Kita-Verweigerer: Viele Gründe für Probleme
Dein Kind möchte trotz gut organisierter Eingewöhnung, netter Erzieher und Spielkameraden nicht im Kindergarten bleiben? Ist es drei Jahre oder älter, kannst du versuchen, mit ihm darüber zu reden. Zum Einstieg kannst du z.B. gut mit ihm zusammen ein Bilderbuch zum Thema Kita anschauen und lesen, so dass es dir leichter fällt, dem Grund auf die Spur zu kommen. Hat es vielleicht Angst? Wird es gehänselt? Hat es Schwierigkeiten mit bestimmten Kindern in der Gruppe? Wenn du weißt oder zumindest vermutest, wo das Problem liegt, suchst du am besten das Gespräch mit der Bezugserzieherin – möglichst nicht zwischen „Tür und Angel".

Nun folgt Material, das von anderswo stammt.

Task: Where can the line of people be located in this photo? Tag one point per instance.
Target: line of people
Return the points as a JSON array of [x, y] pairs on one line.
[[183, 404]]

Eltern können nicht loslassen
Manchmal kann sich ein Kind auch deshalb nur schwer lösen, weil seine Mama noch gar nicht so recht möchte, dass es fremdbetreut wird. Kinder spüren die ablehnende Haltung von Mama oder Papa instinktiv und schließen daraus, dass mit der Kita und den Erziehern irgendetwas nicht stimmt. In so einer Situation ist es besonders wichtig, dass die Eltern einen regelmäßigen und guten Kontakt zur Einrichtung suchen. Dabei hilft beispielsweise, sich im Elternbeirat zu engagieren, einen Eltern-Stammtisch zu gründen oder sich mit anderen Eltern anzufreunden und auszutauschen. Das verhindert, den eigenen Sorgen zu viel Platz einzuräumen und hilft, Hindernisse im Kopf zu überwinden. Wenn die Eltern im Beisein des Kindes einen freundlichen Umgang mit den Erziehern pflegen und gut über die Kita sprechen, überträgt sich das auch auf die Einstellung des Kindes.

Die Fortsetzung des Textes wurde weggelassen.